The Reactive to Proactive transition has provoked the enterprise paradigm of ‘predicting events’ to deal with the future effectively. Where eleventh-hour action may fail to support successful outcomes, predictions help, as in the case of predicting customer churn and improving customer retention.
A negative experience, better offer from competition or an unresolved complaint can set ‘Customer Churn’ into action. But there’s more to churn than these obvious scenarios that spring to mind – what matters to keep customers under fold is the need to read hidden customer signals that may guide enterprises to predict customer attrition.
As Bertie Wooster who turned to Jeeves for dire need of intelligence, in the Wodehousian classics, enterprises rest faith on Data and Machine Learning Models to acquire insightful predictions needed to prevent customer churn and increase customer lifetime value.
With Machine learning leading the churn prediction way, what rises in relevance is the use of appropriate ML algorithm to predict and prevent customer chum.
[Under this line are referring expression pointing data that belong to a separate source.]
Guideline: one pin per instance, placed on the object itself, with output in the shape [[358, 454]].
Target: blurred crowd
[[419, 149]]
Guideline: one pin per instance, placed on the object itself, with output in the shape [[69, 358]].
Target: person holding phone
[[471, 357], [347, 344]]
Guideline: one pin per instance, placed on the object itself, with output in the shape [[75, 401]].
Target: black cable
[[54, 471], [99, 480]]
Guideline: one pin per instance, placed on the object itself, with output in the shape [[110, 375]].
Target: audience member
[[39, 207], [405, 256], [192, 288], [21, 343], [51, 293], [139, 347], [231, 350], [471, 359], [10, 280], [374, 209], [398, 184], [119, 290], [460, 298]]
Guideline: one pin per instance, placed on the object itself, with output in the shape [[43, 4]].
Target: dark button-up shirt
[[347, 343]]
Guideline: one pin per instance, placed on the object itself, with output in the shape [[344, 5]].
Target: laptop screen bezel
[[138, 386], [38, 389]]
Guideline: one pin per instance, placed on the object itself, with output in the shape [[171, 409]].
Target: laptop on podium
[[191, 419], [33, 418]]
Among machine learning models used for churn prediction, does Logistic Regression score over others as the right ML algorithm for the customer churn scenario?
The answer lies in taking a closer look at the goal of the churn prediction exercise, delving into the data and insight imperatives to accomplish the set goal.
Looking at Insight-Approach Connection
What are the insights you want to acquire?
That’s one question that initiates the task of weighing and using the appropriate ML algorithm for building the churn prediction model. As the insight journey begins with data, the prelude to data collection is about nailing down the final objective that an enterprise wants to accomplish in forecasting customer attrition. Making the decision on what insights that need to be acquired is well supported by two most popular approaches covering:
Classification comes into play when the objective is to find if a customer is a likely churner or not – Delving deeper, classification also infuses predictions in knowing if a customer would buy a product or whether a customer transaction is fraudulent among other scenarios. Detecting unusual customer behaviour, by way of anomaly detection, is also a churn problem that calls for the use of classification technique.
Regression becomes the sought technique when enterprises want to unearth factors leading to churn. It is about finding out how different data variables produce an impact on the target variable. And more precisely, it is about unearthing how many variables influence the target variable.
Evaluating if other ML models stay in contention
As the use of ML algorithm hinges on the churn prediction goal that we chase, it calls for evaluating other ML models in accomplishing the goal with the right ML model. Keeping Logistic Regression in contrast with other machine learning models is more about gauging appropriateness of Logistic regression across churn prediction goals and in fulfilling the prime purpose of the churn prediction exercise.
Is it Churn or no churn?
If the goal is to predict ‘Churn or no churn’, it becomes a classification problem wherein Logistics regression scores high through easy facilitation of feature-output relationships. Logistic Regression becomes the ideal-fit in the way it makes it easy to deal with dependent variable that is categorical and other independent variables. On the flip side, this linear classifier may not produce good performance on non-linear data or when the exercise deals with high-dimensional data.
Why Churn and where to focus?
When the question arises as to what probably is the prime influencer of churn or to analyse other probable causes, Decision Tree is a good fit and scores over Logistic Regression. With the Decision Tree model, estimating propensity of customers to churn is not the only insight to be acquired as the model also throws light on significant features that play a pivotal role in improving customer retention.
What are the patterns?
When the goal is to find patterns and predict churn, Support Vector Machine (SVM) rises in relevance as the churn prediction model. When high-dimension data comes into picture and when there are more features to deal with, SVM fits in by facilitating observations through high-dimensional space and creating ideal hyperplane demarcations between instances comprising different classes.
What’s the probability?
In this case, where we set out to find the probability of a customer churning or staying, Naïve Bayesian raises into a best-fit algorithm. Every possible reason for churn can be taken for evaluation and a probability score for that specific reason triggering churn can be attached through Naïve Bayesian algorithm.
While Logistic Regression is a popularly used machine leaning algorithm for churn prediction, accomplishing the goal of the churn prediction exercise, nailing down the sort of insights and answers to be acquired from the exercise and the data available for executing the exercise are some key pointers that help nail down the right machine learning algorithm for building churn prediction model.